Hai, I have a problem defining a new function.

I am using Cadabra for perturbation analysis in which I want to calculate higher-order perturbation terms. I have to define the result of each order term as independent tensors i.e, I have

$$T_{\mu \nu}^{\text{eff}}= T_{\mu \nu}^{(0)}+\epsilon T_{\mu \nu}^{(1)}+\epsilon^{2} T_{\mu \nu}^{(2)}+\epsilon^{3}T_{\mu \nu}^{(3)}.$$

then I redefined the equation as the form

$$T_{\mu \nu}^{(eff)}=a^{0} T_{\mu \nu}^{(0)}+a^{1} T_{\mu \nu}^{(1)}+a^{2} T_{\mu \nu}^{(2)}+a^{3}T_{\mu \nu}^{(3)}.$$

I would like to obtain the $T_{\mu \nu}^{0}$, $T_{\mu \nu}^{1}$, $T_{\mu \nu}^{2}$ and $T_{\mu \nu}^{3}$ by substituting $a^{0}=a^{2}=a^{3}=0$ like conditions, for which have used the command as

Ex:=T_{\mu \nu}^(eff)=a^{0} T_{\mu  \nu}^(0)
    +a^{1}  T_{\mu  \nu}^(1)
    +a^{2} T_{\mu  \nu}^(2)
    +a^{3}T_{\mu  \nu}^(3);
T_{\mu \nu}^{0}:=substitute(Ex,$a^{1}->0,a^{2}->0,a^{3}->0$);
T_{\mu \nu}^{1}:=substitute(Ex,$a^{0}->0,a^{2}->0,a^{3}->0$);
T_{\mu \nu}^{2}:=substitute(Ex,$a^{0}->0,a^{1}->0,a^{3}->0$);
T_{\mu \nu}^{3}:=substitute(Ex,$a^{0}->0,a^{1}->0,a^{2}->0$);

But the results are showing the same. How can I rectify it?

in General questions by (210 points)
edited by

1 Answer

+1 vote

Almost all Cadabra functions modify the expression in-place.
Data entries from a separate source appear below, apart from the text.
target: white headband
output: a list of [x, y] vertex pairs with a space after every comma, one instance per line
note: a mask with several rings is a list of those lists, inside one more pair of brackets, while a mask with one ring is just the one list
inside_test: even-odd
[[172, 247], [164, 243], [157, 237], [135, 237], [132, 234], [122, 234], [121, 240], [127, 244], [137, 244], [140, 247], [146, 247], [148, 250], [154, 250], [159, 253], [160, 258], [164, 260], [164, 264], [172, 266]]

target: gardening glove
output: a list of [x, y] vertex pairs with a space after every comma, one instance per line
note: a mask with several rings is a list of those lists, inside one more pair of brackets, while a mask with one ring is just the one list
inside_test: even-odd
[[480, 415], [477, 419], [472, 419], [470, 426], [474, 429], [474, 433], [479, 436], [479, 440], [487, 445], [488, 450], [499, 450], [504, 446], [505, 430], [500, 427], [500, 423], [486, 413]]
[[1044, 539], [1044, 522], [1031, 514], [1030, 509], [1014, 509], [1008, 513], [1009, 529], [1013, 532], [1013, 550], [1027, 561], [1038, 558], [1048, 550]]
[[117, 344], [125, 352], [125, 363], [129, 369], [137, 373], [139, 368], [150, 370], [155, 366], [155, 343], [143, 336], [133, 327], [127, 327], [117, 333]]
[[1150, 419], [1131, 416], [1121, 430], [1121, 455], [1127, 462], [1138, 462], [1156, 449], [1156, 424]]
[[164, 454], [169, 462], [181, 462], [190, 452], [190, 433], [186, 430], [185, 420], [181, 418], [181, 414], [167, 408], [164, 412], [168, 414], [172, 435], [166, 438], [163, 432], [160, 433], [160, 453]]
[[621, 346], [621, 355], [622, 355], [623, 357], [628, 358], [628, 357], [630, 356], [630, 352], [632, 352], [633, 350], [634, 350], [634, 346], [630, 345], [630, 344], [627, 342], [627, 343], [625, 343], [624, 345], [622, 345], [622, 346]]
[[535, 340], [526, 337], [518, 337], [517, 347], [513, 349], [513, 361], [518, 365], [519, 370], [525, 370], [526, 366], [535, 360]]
So you first need to make a copy of the expression, and then apply the substitution.

There are a few other things not quite right in your example: Ex is a class name (so you cannot use it as the name of an expression; use ex with lowercase instead), and expressions must have valid Python names (so you cannot call them T_{\mu\nu}^{1}).

Here's something that works:

ex:=Teff_{\mu \nu} = a^{0} T0_{\mu \nu}
    +a^{1} T1_{\mu  \nu}
    +a^{2} T2_{\mu  \nu}
    +a^{3} T3_{\mu  \nu};

T0 = rhs(ex)
substitute(T0, $a^{0}=1, a^{1}=0, a^{2}=0, a^{3}=0$);

This sets the Python variable T0 equal to the mathematical expression $T0_{\mu\nu}$.

by (65.1k points)